Das Kernproblem dieses Rechtsstreits dreht sich um eine strukturelle Eigenart in der FCC-Führung, die dem Vorsitzenden der Behörde außergewöhnliche Macht verleiht. Nach den derzeitigen Verfahren ist nur der FCC-Vorsitzende befugt, Tagesordnungspunkte der Gesamtkommission zur Abstimmung vorzulegen. Das bedeutet, dass, wenn Vorsitzender Carr es ablehnt, den Aufhebungsantrag auf die offizielle Tagesordnung der FCC zu setzen, die Gesamtkommission nie die Gelegenheit erhält, die Angelegenheit zu prüfen, was effektiv dazu führt, dass eine einzelne Person die demokratische Beratung über umstrittene Richtlinien blockiert.
Die Richtlinie zur Nachrichtenverzerrung selbst besteht seit Jahrzehnten und wurde ursprünglich als Mechanismus zum Schutz des öffentlichen Interesses konzipiert, indem sie Fälle angeht, in denen Rundfunkjournalisten Fakten absichtlich auf eine Weise verfälschen könnten, die der Öffentlichkeit schadet. Kritiker argumentieren jedoch, dass die vage Formulierung und die subjektiven Standards der Richtlinie sie anfällig für politische Manipulation gemacht haben. Die Entscheidung des Vorsitzenden Carr, sich wegen eines Comedy-Segments auf die Regelung gegen ABC und Jimmy Kimmel zu berufen, hat unter Regulierungsveteranen Bedenken geweckt, dass die Richtlinie weit von ihrer ursprünglichen Absicht und ihrem ursprünglichen Zweck abgewichen ist.

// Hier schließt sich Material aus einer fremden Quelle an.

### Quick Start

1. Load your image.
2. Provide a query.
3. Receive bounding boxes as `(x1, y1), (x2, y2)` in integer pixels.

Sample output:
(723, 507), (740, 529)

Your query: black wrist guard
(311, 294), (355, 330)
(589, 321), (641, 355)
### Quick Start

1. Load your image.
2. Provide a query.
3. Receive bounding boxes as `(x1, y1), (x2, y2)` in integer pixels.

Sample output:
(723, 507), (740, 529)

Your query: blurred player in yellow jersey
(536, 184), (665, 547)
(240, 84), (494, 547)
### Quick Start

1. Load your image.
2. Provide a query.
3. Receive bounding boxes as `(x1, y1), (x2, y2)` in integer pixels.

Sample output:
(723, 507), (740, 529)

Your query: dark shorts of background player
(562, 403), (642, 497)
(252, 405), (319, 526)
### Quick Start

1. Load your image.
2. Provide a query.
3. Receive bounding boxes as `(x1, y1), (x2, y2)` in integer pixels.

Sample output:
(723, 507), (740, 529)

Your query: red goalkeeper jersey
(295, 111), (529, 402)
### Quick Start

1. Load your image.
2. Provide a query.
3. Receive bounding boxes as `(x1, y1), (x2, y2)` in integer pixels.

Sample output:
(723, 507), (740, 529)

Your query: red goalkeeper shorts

Der Vorfall zwischen Kimmel und ABC bildet den Mittelpunkt der Kontroverse. Als Carr feststellte, dass die komödiantische Berichterstattung des Late-Night-Moderators über ein bestimmtes Thema eine „Nachrichtenverzerrung“ darstellte, drohte er mit behördlichen Maßnahmen, sofern der Sender keine Maßnahmen ergreife. Angesichts drohender FCC-Sanktionen setzte ABC die Show des Komikers vorübergehend aus. Für viele Beobachter und ehemalige FCC-Beamte zeigte diese Abfolge von Ereignissen, wie die Verzerrungspolitik von einem Vorsitzenden als Waffe eingesetzt werden kann, der versucht, Medienstimmen zum Schweigen zu bringen oder zu marginalisieren, unabhängig davon, ob tatsächlich echtes journalistisches Fehlverhalten vorliegt.